Balanço

Urgências perderam quase 200 mil utentes só em março

Urgências perderam quase 200 mil utentes só em março

O afastamento dos utentes dos serviços de urgência básica e hospitalar é bem patente nos dados de monitorização do Portal do Serviço Nacional de Saúde (SNS).

Entre fevereiro e março deste ano regista-se uma quebra de 36,5% (menos 181 849) episódios de urgência. Na comparação com março de 2019 a quebra é de 43,7% (menos 246 mil).

Esta redução está em linha com os dados revelados no final da semana pelo barómetro Covid-19, desenvolvido pela Escola Nacional de Saúde Pública. O documento frisa que a "associação entre o início da pandemia e a redução desta procura é evidente". Os números consultados pelos investigadores apontam para 295 451 episódios de urgência no mês passado, o que representa uma descida de 45% em relação a março de 2019.

Rui Santana, um dos investigadores, explicou ao JN que a redução de acidentes de viação, de trabalho ou das lesões desportivas podem ajudar a compreender a quebra nos casos mais graves. Quando são situações menos graves, com sintomatologia mais ligeira, as denominadas urgências verdes e amarelas, "até é um aspeto positivo", defendeu, porque alivia a sobrecarga do cuidados de saúde.

"A chamada de atenção é para os amarelos e laranjas", frisou, porque pode haver "um efeito dissuasor da procura de cuidados". O que pode ser preocupante porque podem ser necessidades que se estão a acumular "para serem manifestadas mais tarde já com um aumento da gravidade".

O investigador alertou ainda para o "efeito cumulativo" daquilo que está a ser agora adiado, como consultas e cirurgias. "Daqui a dois, três meses, quando terminar isto, vai haver aqui um acumular de stock de doença que vai ter de ser resolvido".

"Preocupação grande"

"Essa é uma preocupação grande. Como é que vamos organizar os cuidados para além da infeção por Covid-19", destacou, por seu lado, Alexandre Lourenço, presidente da Associação Portuguesa de Administradores Hospitalares.

No seu entender, "o sistema vai ser obrigatoriamente diferente do que é hoje" e existem processos, como a telemedicina, que podem ser acelerados "para que não exista uma quebra no acesso generalizada".

Sobre a diminuição dos episódios de urgência, Alexandre Lourenço sublinhou que se sabe "à partida que 40% dos episódios não necessitavam deste tipo de cuidados". No entanto, os dados têm de ser analisados com cuidado.

"Será muito importante percebermos o que é que está a acontecer e depois analisar, hospital a hospital, em que timing é que estes doentes estão a chegar".

Menos 246 mil casos

No mês de março registaram-se menos 246 041 episódios de urgência do que no mesmo mês do ano passado.
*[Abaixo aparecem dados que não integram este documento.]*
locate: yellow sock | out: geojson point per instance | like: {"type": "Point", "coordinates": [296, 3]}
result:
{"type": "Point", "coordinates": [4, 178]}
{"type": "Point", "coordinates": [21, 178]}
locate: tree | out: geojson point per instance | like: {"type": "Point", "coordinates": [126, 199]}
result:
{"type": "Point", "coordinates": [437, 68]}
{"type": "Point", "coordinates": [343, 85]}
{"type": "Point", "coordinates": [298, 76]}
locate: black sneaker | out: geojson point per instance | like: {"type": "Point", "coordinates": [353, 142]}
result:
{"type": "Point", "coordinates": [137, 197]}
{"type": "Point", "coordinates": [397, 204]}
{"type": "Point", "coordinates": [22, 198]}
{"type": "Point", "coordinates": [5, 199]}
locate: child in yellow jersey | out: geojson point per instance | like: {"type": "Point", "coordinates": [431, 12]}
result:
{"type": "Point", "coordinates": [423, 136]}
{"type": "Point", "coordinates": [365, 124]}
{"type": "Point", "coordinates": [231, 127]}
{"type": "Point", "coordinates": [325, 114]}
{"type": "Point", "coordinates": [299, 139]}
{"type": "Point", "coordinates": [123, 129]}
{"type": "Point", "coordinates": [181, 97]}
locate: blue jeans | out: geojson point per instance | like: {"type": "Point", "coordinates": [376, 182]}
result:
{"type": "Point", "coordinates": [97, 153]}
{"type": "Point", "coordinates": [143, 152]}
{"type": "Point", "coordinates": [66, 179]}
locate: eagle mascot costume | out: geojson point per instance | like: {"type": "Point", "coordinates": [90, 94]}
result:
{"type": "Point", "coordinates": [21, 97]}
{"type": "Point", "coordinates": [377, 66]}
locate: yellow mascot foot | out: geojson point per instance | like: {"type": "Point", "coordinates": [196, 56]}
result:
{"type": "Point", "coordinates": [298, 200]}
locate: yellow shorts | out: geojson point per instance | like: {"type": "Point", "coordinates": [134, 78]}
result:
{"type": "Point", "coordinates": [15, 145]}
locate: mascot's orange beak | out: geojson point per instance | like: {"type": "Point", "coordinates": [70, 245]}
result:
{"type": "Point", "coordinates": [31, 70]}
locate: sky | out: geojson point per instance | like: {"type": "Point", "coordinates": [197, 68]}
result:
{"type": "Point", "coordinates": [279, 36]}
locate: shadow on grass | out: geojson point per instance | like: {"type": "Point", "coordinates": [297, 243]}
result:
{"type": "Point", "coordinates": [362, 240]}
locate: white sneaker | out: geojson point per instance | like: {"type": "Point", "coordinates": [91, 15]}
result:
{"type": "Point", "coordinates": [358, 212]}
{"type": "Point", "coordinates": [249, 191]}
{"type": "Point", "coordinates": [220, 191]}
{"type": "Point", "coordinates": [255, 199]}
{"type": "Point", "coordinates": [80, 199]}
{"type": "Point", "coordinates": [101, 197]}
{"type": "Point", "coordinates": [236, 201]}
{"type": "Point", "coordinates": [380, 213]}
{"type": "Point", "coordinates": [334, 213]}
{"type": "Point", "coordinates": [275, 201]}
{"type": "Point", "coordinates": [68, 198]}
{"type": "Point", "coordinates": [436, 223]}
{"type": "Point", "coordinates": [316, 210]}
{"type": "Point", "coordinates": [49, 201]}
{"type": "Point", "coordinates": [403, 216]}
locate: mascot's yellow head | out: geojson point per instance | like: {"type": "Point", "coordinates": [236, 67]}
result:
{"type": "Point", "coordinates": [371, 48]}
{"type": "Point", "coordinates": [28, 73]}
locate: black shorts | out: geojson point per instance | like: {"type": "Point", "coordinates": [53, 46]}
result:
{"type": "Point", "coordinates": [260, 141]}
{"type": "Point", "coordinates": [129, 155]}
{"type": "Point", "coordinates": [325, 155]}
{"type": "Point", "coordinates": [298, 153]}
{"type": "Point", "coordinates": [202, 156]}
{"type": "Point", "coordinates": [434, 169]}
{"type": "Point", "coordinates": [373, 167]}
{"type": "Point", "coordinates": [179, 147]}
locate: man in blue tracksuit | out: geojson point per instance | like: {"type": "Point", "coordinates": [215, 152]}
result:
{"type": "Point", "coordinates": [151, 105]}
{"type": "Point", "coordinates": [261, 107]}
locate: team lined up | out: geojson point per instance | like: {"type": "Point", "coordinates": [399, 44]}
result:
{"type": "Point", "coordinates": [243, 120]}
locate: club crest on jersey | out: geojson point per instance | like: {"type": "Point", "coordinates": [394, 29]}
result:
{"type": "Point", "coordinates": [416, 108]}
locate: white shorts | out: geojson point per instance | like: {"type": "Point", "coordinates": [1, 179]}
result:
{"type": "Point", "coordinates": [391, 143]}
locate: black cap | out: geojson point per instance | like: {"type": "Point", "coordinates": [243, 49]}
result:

Comparando com o mês de fevereiro, houve menos 181 849 (36,5%).

Também nos graves

Os episódios qualificados como vermelho e amarelos (mais graves) registaram uma descida em relação a 2019. Os primeiros passaram de 1741 para 1178. Os segundos de 48 271 para 31 777.

Lisboa a cair mais

A s unidades da Administração Regional de Saúde de Lisboa e Vale do Tejo foram as que contaram com menos episódios. Desceram de 187 860 para 108 572, no mês homólogo.